Crobox is built off of an open source community when it comes to our product development. We want to give back to that community by offering a transparent look into the inner-workings of our company through our Crobox Lab series. Throughout this series you will get a peek into the algorithms, theories, or processes we use in our framework.
Blog post by Axel Hirschel - former research intern at Crobox
Most recommender systems (RS) recommend items are based on the feedback of users, but imagine that a new user enters your site and has not yet given explicit or implicit feedback on any products.
Of course, one could just recommend the best reviewed items. But that may not always be the best choice. In this blog post, I will explain how a context-aware demographic RS is better equipped to deal with the cold-start problem of collaborative filtering RSs.
Collaborative Filtering RS
The main assumption behind the collaborative filtering RS is that if many people like both apples and oranges. And I like apples, there is a great possibility that I like oranges too. That idea can be extrapolated to a large database of films (Netflix), songs (Spotify), and products (Amazon).
With this method, companies are able to produce personalized recommendations for their users under one condition: the users need to have given feedback on product. Because otherwise, there is no data available to compare this user to other users.
Demographic RSs are equipped to deal with users that have not given feedback. This is because when a user enters a website, data is already available. For example, their location can be identified with their IP-address, their browser type is available, and their referrer site is indicated.
Using this information, it is possible to deduce the preferences of people based on individuals with similar demographic data. An example of this would be that if people on an iPhone, coming from Facebook, who live in Amsterdam have previously clicked on blue step-in bikes on a website, new users with this same data profile would also be interested in this kind of bike.
In addition to the demographic data, contextual data can also be used to boost the performance of demographic RSs. Contextual data is information that changes during a session, such as the time, how long users are browsing, and how many products they have clicked.
Often, the context in which users visit a website are important for their preferences. For example, in the winter users are more likely to buy warmer clothes and people who browse longer are more interested in higher specifications for their PCs.
Although context-aware RSs predict more relevant items to new users, their long-term performance is not nearly as fine-tuned as collaborative filtering. To exploit the strengths of both algorithms, they need to be combined into one hybrid RS.

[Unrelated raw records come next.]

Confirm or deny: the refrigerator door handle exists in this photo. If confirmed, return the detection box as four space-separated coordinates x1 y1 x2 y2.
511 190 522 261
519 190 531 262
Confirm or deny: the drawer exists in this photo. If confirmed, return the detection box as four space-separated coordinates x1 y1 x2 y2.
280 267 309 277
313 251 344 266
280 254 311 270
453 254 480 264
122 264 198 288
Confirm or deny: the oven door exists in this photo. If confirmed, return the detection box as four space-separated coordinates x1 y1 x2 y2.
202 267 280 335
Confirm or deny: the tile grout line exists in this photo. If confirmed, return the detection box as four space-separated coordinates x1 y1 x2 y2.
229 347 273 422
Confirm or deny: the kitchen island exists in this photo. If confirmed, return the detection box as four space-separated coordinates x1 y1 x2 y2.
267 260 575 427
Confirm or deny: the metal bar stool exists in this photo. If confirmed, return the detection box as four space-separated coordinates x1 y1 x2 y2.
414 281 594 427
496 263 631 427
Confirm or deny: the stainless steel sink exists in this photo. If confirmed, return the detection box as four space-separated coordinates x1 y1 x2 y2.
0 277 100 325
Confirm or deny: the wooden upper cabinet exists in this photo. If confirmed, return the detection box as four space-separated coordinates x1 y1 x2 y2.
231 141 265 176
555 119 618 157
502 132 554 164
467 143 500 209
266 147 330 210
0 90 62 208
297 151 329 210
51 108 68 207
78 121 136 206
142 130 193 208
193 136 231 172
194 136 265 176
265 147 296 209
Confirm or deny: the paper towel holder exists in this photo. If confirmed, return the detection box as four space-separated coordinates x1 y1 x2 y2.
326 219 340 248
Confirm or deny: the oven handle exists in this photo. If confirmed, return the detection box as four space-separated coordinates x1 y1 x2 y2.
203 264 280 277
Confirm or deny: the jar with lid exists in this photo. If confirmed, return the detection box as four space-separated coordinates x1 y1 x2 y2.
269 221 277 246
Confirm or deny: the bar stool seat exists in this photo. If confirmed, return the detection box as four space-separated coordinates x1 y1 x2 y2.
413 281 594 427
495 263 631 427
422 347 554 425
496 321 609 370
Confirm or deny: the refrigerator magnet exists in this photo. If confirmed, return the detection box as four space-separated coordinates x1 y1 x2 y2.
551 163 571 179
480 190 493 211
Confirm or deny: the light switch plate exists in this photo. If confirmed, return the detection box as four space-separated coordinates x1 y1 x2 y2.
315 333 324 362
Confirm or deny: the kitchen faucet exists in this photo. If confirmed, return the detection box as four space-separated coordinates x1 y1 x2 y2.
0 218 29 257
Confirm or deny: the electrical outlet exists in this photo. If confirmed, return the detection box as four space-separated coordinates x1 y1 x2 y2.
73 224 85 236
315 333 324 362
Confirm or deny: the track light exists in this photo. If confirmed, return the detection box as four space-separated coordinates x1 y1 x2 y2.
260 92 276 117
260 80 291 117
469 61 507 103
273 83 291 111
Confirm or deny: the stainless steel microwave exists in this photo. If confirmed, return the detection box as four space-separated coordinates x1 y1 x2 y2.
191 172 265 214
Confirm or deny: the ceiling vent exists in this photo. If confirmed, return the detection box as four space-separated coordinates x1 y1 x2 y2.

Burke (2002) identified seven methods to do this. But his research alludes to the three most promising types tested:
- Cascade Hybrid: Creates clusters based on demographic and contextual data, employs collaborative filtering to create a recommendation
- Feature Combination Hybrid: Merges the data of both recommendation systems and calculates the similarity scores with the combined data
- Switching Hybrid: Uses the recommendations of the context-aware demographic RS on short session length and switches to collaborative filtering on longer session lengths
Most effective combination
When tested, the Cascade and the Feature Combination hybrids obtain lower performance scores than the best performing algorithm on all session lengths. This means that the feedback data and the contextual/demographic data do not improve performance when combined.
The Switching Hybrid was found to be equal to the best performing algorithm on that session length and all other session lengths. This is a major success, as it proves that it is possible to combine the context-aware demographic RS with a collaborative filtering RS. And by doing so, the performance for new users is improved.
Many users normally leave website after a few clicks and the results described in this post indicate that constructing a context-aware demographic RS can contribute to better recommendations.
This means that if you use a collaborative filtering RS, then you should create a demographic RS as well and analyze on which session lengths it performs best.
Using the demographic RS on short session lengths and collaborative filtering on longer session lengths can increase the performance of the recommendation. And thus, your RS becomes better equipped to deal with new users!